Thanks to its efficiency and the Supercharger network day trips and overnight trips are not overly painful. In fact using a Supercharger is easier than a gas pump. Autopilot works for the most part. To be fair full self-driving I didn’t pay for because a lot of it I wouldn’t trust or still isn’t functional.
However the image recognition is pretty good. The car recognizes and displays curbs, cars, trucks, vans, people, traffic cones, garbage cans, traffic lights, stops signs, speed limit signs, and painted arrows/lines/words on the road in real time. So the foundation for automated driving is there.
Musks timelines are shall we say “aspirational” if we are being charitable but the engineering teams at Tesla and SpaceX do seem capable of eventually reaching the goals he’s set out.
His current behavior is more like a mid-life crisis except magnified by being a centi-billionaire. Hopefully he either gets back to focusing on his companies which are great when punching upward at an entrenched market like launching or cars - or he steps back and let’s others manage his companies and they dial back some of the rhetoric.

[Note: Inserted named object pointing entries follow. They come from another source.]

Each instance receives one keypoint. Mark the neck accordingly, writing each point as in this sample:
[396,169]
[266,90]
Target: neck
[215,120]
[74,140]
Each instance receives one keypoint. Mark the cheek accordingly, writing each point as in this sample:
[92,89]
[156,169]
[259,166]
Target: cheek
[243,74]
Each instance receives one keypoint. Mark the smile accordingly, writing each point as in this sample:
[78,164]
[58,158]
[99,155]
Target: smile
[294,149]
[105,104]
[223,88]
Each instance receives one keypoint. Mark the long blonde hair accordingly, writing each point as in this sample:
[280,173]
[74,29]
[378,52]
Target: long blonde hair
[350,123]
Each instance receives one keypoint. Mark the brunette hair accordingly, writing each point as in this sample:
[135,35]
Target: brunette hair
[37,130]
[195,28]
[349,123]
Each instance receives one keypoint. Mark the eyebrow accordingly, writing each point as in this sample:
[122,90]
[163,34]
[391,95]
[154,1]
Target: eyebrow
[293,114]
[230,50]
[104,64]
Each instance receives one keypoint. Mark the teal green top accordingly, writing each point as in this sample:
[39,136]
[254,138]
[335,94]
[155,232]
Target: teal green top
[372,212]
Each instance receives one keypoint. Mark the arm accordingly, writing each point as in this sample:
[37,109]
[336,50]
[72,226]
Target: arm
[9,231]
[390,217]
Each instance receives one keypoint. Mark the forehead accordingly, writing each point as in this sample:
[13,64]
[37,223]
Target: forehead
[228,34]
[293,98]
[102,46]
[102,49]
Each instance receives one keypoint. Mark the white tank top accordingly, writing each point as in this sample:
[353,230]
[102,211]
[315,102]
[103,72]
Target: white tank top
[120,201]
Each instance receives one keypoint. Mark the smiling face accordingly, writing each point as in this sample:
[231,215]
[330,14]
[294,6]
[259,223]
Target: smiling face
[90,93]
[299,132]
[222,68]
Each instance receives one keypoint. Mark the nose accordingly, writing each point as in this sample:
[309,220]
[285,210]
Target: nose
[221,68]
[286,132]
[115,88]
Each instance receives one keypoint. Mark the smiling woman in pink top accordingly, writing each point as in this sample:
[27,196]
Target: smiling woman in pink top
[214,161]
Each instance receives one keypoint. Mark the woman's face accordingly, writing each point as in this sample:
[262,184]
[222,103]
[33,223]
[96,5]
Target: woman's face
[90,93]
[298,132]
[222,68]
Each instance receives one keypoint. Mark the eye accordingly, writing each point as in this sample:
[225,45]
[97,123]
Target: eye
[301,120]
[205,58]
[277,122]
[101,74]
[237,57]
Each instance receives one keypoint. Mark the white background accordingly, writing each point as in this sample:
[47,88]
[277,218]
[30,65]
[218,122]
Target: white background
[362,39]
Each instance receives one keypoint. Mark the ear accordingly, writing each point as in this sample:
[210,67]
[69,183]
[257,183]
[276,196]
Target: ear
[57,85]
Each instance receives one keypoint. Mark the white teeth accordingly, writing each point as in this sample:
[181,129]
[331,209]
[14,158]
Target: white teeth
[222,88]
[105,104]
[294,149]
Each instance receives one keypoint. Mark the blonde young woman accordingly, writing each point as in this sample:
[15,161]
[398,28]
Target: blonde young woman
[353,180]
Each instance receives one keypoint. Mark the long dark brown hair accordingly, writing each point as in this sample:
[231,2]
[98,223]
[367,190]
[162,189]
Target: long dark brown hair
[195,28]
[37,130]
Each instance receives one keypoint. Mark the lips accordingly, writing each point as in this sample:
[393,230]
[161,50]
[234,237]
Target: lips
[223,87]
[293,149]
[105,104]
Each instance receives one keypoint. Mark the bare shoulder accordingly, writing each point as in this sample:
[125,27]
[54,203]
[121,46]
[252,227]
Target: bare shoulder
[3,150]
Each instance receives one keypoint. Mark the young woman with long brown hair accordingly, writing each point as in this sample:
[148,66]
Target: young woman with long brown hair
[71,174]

I think there's some confusion about my statements in this thread, so let me try to clear it up. I agree with everything you said here, except for the last paragraph. Musk isn't having a midlife crisis, and his claims aren't just hyperbole. They are calculated cons to lure investors.
Think about it. Tesla does make amazing cars, but without Musk's promises of FSD, TSLA wouldn't be valued at more than every other automaker combined. It'd still be a valuable innovative automaker, but not valuable enough to make Musk the world's richest man.
And SpaceX has made incredible advances in rocket technology, but without Musk's promises about going to Mars (which BTW are just absurd, such as his recent TED interview when he promised he could send 100k people to Mars at a cost of $100k each) then SpaceX would just be another NASA contractor. Which is awesome, don't get me wrong, but once again not enough to make Musk the world's richest man.